The stage grows dim as "Unfinished Sweet", a new Cooper tooth decay fantasy, begins to unwind. Alice lies on the operating table, writhing in pain, as fog begins to rise around him; a dentist appears with a giant drill buzzing loudly through the PA and lights blinking; Alice screams as it gets to his mouth, and the sound of the drill is whirling in terrifying waves around the auditorium as he kicks his feet. The drill moves all over his body, he gets to his feet, and - Ye Gods! There's a decaying tooth dancing on stage left. Alice goes off and returns with a four-foot toothbrush, he leaps madly at the tooth, gets it on the floor, it escapes, he goes after it; now he's got a five-foot tube of toothpaste between his legs, stroking it as he finishes the song.

It's an hour since the set started and the band has just finished "No More Mr. Nice Guy", a song about a rock star affected by unfriendly press; then it's "Sick Things", and Alice does his dead babies number, spearing dolls with a sword and calmly ripping off arms and legs and tossing them to the crowd. They go into the charming new tune "I Love The Dead" while Alice continues to dismember dolls - then suddenly black drape is lifted from a large frame on the right of the stage; a large guillotine with the blade glinting in the white light.

Alice is led to the machine, "I Love The Dead" still blaring from the speakers: he writhes himself against the frame, apes making love to it, strokes the blade, kneels, and has his head fitted into the slot by an executioner. The audience are tense, all eyes on Alice, mouths hanging open; the music blares, lights pin-point on Alice as he kneels with his head trapped in the guillotine, and for a split second the hall goes still. We hear Alice's scream as the blade comes flashing down, the noise makes cuts through the silent hall as it cuts through Alice's neck.

The excutioner plunges his arm into the basket, pulls it out, dripping blood and thrusts it into the faces at the front of the crowd. Next to me a girl says loudly "I'm going to be sick". The executioner reached into the basket again, fumbles, and lifts out Alice's head by the hair; the head is ugly, the lifeless face contorted with pain and horror, blood drips from the neck onto the audience and the stage.

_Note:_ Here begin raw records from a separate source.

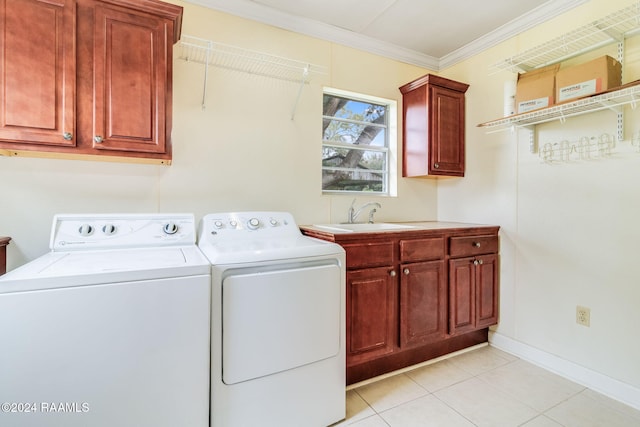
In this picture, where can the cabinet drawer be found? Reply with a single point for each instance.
(473, 245)
(421, 249)
(369, 254)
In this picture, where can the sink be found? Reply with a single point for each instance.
(362, 228)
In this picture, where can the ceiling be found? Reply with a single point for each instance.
(433, 34)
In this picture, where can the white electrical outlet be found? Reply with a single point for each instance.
(583, 316)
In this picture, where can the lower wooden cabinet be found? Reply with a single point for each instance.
(473, 293)
(423, 303)
(371, 296)
(416, 295)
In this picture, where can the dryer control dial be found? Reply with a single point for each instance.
(109, 229)
(170, 228)
(85, 230)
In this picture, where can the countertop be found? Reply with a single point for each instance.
(415, 227)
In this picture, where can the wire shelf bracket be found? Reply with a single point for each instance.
(613, 100)
(209, 53)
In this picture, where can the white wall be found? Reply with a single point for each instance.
(569, 230)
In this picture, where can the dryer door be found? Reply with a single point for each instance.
(278, 320)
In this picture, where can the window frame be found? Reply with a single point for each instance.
(389, 149)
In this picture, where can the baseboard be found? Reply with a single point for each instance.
(603, 384)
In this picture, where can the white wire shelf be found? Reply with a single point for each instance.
(221, 55)
(628, 94)
(613, 28)
(209, 53)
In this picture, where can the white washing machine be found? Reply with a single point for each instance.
(110, 328)
(278, 322)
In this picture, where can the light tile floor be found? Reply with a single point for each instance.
(483, 387)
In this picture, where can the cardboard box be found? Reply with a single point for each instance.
(536, 89)
(587, 79)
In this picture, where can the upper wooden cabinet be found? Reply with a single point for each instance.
(433, 110)
(88, 77)
(37, 73)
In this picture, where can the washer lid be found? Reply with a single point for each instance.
(243, 251)
(80, 268)
(241, 237)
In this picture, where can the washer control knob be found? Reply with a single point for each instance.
(170, 228)
(109, 229)
(85, 230)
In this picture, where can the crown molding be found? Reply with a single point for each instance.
(266, 15)
(511, 29)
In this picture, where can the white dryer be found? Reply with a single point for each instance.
(278, 322)
(110, 328)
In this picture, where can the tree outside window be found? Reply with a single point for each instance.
(355, 145)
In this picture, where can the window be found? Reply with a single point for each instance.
(358, 140)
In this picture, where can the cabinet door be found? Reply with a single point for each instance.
(423, 303)
(371, 301)
(473, 293)
(487, 291)
(462, 307)
(131, 70)
(446, 135)
(37, 73)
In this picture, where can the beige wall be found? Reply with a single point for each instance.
(569, 231)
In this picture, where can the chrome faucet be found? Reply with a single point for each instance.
(353, 213)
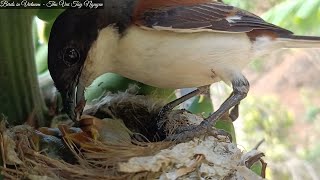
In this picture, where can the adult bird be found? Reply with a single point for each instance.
(163, 43)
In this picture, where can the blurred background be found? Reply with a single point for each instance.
(282, 108)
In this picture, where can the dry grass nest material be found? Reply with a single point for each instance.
(119, 139)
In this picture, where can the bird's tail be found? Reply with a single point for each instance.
(294, 41)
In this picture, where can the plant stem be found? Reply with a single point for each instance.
(20, 96)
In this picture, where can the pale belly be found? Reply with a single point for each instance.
(168, 59)
(179, 60)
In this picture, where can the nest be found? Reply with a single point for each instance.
(118, 138)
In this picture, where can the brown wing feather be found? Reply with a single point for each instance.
(200, 15)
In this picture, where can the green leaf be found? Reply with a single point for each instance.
(41, 59)
(257, 168)
(201, 105)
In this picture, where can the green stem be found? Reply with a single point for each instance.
(19, 90)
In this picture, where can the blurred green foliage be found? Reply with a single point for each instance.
(265, 118)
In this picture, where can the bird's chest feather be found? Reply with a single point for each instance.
(170, 59)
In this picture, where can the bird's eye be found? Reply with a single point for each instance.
(71, 56)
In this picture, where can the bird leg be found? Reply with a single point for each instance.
(168, 107)
(240, 90)
(234, 113)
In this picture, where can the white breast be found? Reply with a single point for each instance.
(170, 59)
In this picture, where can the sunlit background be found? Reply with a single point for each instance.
(283, 105)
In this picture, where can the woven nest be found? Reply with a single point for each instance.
(119, 139)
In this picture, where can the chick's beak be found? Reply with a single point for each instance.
(74, 101)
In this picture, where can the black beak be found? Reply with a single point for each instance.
(74, 101)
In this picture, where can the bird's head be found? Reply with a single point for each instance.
(71, 36)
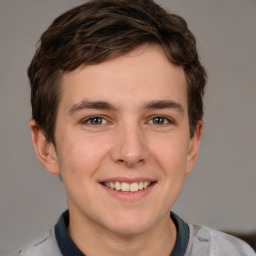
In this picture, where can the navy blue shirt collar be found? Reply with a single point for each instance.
(67, 246)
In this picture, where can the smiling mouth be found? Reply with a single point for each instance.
(126, 187)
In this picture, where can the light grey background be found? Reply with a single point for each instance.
(221, 190)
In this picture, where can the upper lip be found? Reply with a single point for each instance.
(127, 180)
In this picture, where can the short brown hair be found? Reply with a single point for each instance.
(103, 29)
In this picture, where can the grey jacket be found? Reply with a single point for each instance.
(202, 242)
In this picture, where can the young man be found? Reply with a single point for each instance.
(117, 112)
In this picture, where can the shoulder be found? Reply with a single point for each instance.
(216, 243)
(45, 245)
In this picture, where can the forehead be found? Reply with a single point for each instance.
(142, 75)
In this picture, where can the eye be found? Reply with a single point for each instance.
(95, 120)
(160, 120)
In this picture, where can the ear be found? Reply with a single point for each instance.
(194, 145)
(45, 150)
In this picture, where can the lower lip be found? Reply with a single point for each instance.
(129, 196)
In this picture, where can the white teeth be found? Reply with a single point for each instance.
(141, 185)
(111, 184)
(146, 184)
(134, 187)
(117, 185)
(126, 187)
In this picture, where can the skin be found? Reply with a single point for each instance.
(134, 138)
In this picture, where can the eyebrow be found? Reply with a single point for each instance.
(91, 105)
(164, 104)
(103, 105)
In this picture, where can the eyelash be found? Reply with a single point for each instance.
(91, 118)
(165, 119)
(151, 120)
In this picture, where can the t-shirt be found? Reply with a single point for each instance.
(192, 240)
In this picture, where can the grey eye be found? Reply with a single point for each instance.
(96, 120)
(160, 120)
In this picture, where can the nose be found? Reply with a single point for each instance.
(130, 147)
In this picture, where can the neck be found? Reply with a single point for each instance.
(93, 239)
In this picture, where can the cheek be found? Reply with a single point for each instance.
(171, 153)
(82, 155)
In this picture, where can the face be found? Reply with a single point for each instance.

The rest of the band re-appear carrying a headless corpse - they fling it to the ground and begin kicking, beating and tearing at it. Mike rips off a leg and beats the body with the blood-soaked limb. The girl next to me burps loudly and empties the contents of her stomach on the floor.

I retire to the safety of the press box, wait as the stage is cleared in darkness, and suddenly Alice and the band are back on stage prancing around to "Under My Wheels" and "I'm Eighteen", lively as ever. The show ends with Kate Smith singing "God Bless America" as Alice waves an American flag, the cast take a bow, and the audience roars approval. It's all over for "Billion Dollar Babies" - until the next town.

Let's hope they have stronger stomachs.